Today I read something that reminds me of my research on shame all those years ago. Hannah Whitall Smith writes about sin and how, instead of collapsing under discouragement that “all is lost,” we come to God in repentance and start fresh again on the journey.
Yet so many of us live as if it’s “game over” when we make a mistake or find ourselves entangled in sin. We hide in shame. We don’t talk about it. We stop connecting with people because of our shame. I’ve seen this behavior in my own life and in the lives of so many students in my role in campus ministry.
Sin is, indeed, serious. I would never undermine its destruction and pain. It’s so great that Someone died for it, to bring us to God, to make us holy before Him. We stand condemned and guilty apart from Jesus. But in Christ, our guilt is gone.
But shame lingers. We keep punishing ourselves for our failures.
If you find yourself punishing yourself and believing you’ve destroyed everything by your sin, Smith helps us think of it as that which “momentarily disturbs” your journey on the path of sanctification. Smith says it like this: “We may for a moment turn aside from the path, but the path is not obliterated by our wandering and can be instantly regained.”

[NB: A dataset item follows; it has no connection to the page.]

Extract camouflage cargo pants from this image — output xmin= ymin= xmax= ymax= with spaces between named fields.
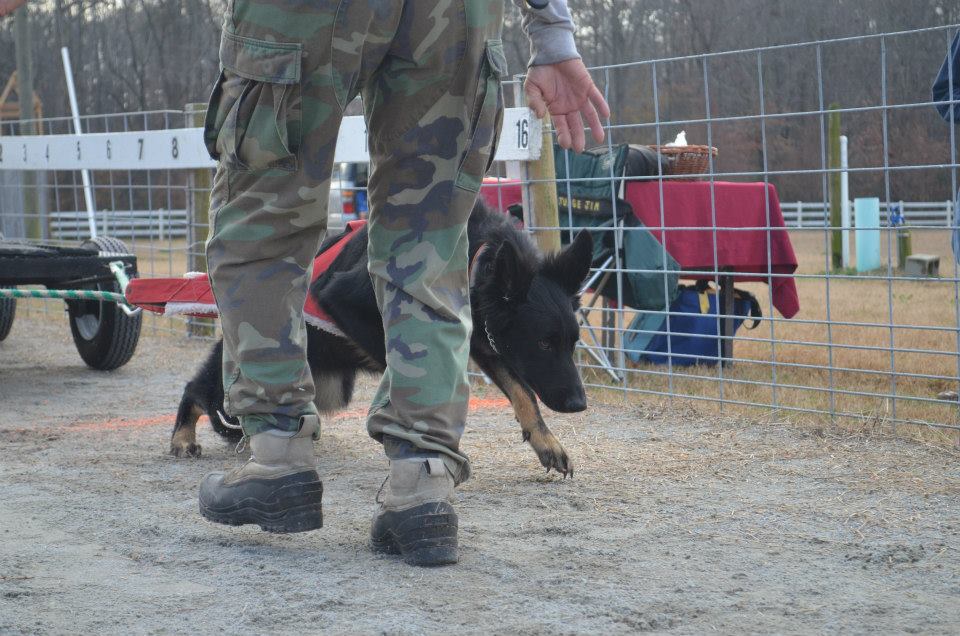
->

In parenting, we “start fresh” after arguments, disobedience, or bad attitudes. We repair any damage and get right back on the path. We don’t hold grudges or punish ourselves for our shortcomings.
We turn back to God, and we instantly regain the path. He makes everything right; He points the way back; He can turn our wandering into something beautiful. Day by day, we return to Him in confession and repentance. We don’t live in shame. We live in intimacy with a Savior who already forgave us and knows we are much worse than we can even imagine. Yet, He loves us!
He walks beside us on the path, and He’s never surprised by the fact that we’re human.